Soirées d’amours incomprises et ultimement vouées à une fin glauque et sanglante, la semaine dernière à la Maison symphonique, alors que l’on donnait une série de morceaux choisis de Roméo et Juliette, de Prokofiev.
Comme le hasard (ou plus probablement les programmateurs culturels) fait bien les choses, on donnait aussi Roméo et Juliette à deux pas de là, dans la salle Wilfrid-Pelletier, mais cette fois en format ballet. Un doublé Prokofiev, donc, avec pour trame cette histoire d’amour impossible entre les membres de deux familles ennemies.
Et si la version symphonique de cette fable romantique était quelque peu raccourcie, comme cela semble être l’habitude avec l’oeuvre du compositeur russe, on avait saupoudré à tout cela un peu d’Antonin Dvorak, mais aussi du Zoltan Kodaly. À quoi bon se priver, après tout, quand on a accès à certains des plus grands noms de la musique classique en provenance des pays slaves…
Si la mise en bouche de M. Kodaly adhérait résolument aux thèmes et normes musicales du romantisme avec ses Danses de Galanta, en donnant tout l’espace nécessaire au hautbois, à la flûte traversière et aux violons, cette ouverture évoquait également d’abord le mouvement, puis la turbulence, et enfin la grâce. Certaines histoires d’amour finissent bien, après tout.

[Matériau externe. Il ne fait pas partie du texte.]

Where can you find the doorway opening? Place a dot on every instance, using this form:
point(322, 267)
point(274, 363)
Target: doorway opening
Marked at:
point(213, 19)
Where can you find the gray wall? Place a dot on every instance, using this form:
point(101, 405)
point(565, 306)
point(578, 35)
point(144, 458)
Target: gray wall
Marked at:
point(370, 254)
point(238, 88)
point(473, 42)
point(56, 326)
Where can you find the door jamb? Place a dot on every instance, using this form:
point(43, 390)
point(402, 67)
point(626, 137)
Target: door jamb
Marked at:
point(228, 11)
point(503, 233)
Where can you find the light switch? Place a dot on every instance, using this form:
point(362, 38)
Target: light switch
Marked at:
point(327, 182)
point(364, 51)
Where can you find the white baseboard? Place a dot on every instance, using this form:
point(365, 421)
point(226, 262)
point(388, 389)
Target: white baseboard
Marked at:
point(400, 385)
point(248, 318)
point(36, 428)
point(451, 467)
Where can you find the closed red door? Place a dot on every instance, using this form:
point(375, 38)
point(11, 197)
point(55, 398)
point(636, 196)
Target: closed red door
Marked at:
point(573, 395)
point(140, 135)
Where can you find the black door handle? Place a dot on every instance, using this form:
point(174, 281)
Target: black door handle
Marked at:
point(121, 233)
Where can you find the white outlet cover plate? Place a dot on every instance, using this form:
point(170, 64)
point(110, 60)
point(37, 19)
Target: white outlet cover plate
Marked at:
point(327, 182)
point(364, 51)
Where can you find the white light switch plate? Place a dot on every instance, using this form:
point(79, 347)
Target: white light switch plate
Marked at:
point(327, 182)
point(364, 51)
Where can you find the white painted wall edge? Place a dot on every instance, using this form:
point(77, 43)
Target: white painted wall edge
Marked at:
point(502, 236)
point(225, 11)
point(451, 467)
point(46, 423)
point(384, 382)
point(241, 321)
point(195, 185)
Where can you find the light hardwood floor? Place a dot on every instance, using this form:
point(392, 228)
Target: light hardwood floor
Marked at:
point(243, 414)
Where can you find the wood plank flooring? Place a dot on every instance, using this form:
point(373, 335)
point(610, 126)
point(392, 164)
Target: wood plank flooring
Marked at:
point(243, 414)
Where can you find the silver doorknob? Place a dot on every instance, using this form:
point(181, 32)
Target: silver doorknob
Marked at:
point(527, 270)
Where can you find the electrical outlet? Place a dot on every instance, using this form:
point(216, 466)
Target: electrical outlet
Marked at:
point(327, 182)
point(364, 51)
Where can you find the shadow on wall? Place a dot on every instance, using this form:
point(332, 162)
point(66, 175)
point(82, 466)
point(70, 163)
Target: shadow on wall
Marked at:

Ce fut ensuite au tour de Dvorak et de son Concerto et orchestre en la mineur, avec la participation fort appréciée du violoniste James Ehnes. Ce dernier semblait d’ailleurs être parfaitement heureux de se concentrer sur sa partition plutôt que de tomber dans l’esbroufe. Un peu d’excitation n’a jamais fait de mal, remarquez, mais, dans un cas comme dans l’autre, si la musique est au rendez-vous, qui sommes-nous pour nous plaindre?
Ce concerto de Dvorak, véritable déclaration d’amour du compositeur à sa Hongrie natale, témoigne des diverses influences culturelles et sociales qui ont sculpté la région au fil des siècles, avec l’inclusion d’une danse populaire tchèque, par exemple, et d’une autre oeuvre chorégraphique, slave celle-là.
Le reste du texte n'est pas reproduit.